Have you ever heard weasel words more reminiscent of a cover up:
“ But experts nonetheless warn that testing itself is also more difficult than the public realizes.
While some medical tests can provide quick and definite results other types of investigation require far more work.
“What people are talking about really amounts to a full research investigation, because then we know what we’re looking for precisely,” said the federal scientist who was familiar with both the cluster and the testing process. “Right now we don’t have a way to interpret simple data that you might get when testing a person’s brain tissue for a particular toxin. For example, how much are ‘elevated’ levels of a neurotoxin compared to the rest of the public? And when does that become a cause for concern?”
The scientist said teams are ready to begin the research, but “New Brunswick has specifically told us not to go forward with that work”.”
Not sure why you're assuming this has anything to do with climate change.

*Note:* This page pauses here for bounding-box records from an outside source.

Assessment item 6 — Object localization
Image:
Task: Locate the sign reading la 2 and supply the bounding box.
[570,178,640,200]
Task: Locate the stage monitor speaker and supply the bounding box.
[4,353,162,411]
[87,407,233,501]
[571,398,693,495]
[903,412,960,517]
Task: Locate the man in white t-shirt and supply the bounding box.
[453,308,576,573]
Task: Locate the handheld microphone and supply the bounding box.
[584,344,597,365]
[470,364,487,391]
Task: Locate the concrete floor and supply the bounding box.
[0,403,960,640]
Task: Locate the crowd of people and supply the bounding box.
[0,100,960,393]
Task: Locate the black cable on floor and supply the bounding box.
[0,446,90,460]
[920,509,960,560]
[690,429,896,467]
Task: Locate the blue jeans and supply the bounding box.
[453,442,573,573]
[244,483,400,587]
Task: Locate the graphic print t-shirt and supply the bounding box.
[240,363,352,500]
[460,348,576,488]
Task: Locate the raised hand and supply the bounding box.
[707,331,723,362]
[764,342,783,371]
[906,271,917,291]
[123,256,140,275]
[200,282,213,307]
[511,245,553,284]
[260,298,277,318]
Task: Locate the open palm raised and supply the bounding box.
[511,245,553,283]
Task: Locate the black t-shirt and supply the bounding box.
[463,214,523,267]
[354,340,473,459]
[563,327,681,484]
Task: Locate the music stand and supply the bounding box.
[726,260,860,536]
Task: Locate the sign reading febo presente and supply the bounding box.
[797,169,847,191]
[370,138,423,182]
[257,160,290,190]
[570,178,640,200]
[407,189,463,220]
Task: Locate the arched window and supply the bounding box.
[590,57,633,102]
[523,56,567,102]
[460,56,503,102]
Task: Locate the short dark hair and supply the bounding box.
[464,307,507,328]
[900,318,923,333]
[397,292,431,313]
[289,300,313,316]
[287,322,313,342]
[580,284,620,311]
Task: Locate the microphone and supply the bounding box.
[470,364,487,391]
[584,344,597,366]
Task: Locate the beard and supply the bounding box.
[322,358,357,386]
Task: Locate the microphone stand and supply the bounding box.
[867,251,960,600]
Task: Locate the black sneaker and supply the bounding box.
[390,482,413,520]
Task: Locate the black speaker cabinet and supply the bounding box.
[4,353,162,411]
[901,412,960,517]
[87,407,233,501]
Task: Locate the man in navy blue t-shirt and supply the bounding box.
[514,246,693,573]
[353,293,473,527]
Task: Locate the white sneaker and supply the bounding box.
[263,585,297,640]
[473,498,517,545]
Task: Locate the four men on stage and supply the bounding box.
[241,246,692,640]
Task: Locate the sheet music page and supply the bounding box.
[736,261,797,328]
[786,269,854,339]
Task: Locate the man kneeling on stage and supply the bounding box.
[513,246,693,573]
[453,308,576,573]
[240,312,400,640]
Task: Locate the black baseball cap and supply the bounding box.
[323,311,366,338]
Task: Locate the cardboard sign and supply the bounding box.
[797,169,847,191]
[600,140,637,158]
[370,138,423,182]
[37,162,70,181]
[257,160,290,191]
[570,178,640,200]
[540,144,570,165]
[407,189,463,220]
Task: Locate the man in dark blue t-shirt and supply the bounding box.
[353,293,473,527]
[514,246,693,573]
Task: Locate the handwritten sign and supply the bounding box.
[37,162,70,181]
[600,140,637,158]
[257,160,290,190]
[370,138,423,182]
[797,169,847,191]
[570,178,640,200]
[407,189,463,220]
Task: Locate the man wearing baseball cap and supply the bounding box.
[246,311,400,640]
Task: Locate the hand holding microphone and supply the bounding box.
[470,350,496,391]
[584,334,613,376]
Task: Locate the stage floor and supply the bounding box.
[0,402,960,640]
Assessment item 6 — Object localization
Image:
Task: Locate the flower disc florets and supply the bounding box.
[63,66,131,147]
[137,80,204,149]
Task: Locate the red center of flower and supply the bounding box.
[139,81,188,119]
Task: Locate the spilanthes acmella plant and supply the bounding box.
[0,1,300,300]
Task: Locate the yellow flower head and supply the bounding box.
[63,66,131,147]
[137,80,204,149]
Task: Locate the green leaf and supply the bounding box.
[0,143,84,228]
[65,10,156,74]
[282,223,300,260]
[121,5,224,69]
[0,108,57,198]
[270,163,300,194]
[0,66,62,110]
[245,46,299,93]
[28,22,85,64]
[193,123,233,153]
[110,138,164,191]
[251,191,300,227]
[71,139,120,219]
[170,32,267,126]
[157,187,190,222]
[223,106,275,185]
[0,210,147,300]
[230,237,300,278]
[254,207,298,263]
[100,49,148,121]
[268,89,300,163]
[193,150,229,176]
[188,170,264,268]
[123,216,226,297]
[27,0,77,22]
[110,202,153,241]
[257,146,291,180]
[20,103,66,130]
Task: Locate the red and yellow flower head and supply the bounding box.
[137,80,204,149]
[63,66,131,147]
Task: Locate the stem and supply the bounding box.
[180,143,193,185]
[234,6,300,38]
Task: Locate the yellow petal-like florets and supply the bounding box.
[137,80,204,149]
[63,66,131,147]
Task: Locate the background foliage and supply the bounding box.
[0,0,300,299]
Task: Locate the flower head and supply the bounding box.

What could be the link there?
The ways we've "effed" the planet are so numerous and interconnected that it makes sense, at least to me, to lump them together into an umbrella term everyone is familiar with. There is no clean separation between our mining practices and what has happened to the water and what has happened to the atmosphere - they are intimately related.
https://www.mdpi.com/2072-6651/10/2/83/htm
Seems to accumulate in bivalves and crustaceans but not fish.
https://www.ncbi.nlm.nih.gov/pmc/articles/PMC3295368/
This has been known for quite a while.
"Such blooms are a regular feature of Australian inland waterways and are increasing due to nutrient run-off, reduced river flows and climate change."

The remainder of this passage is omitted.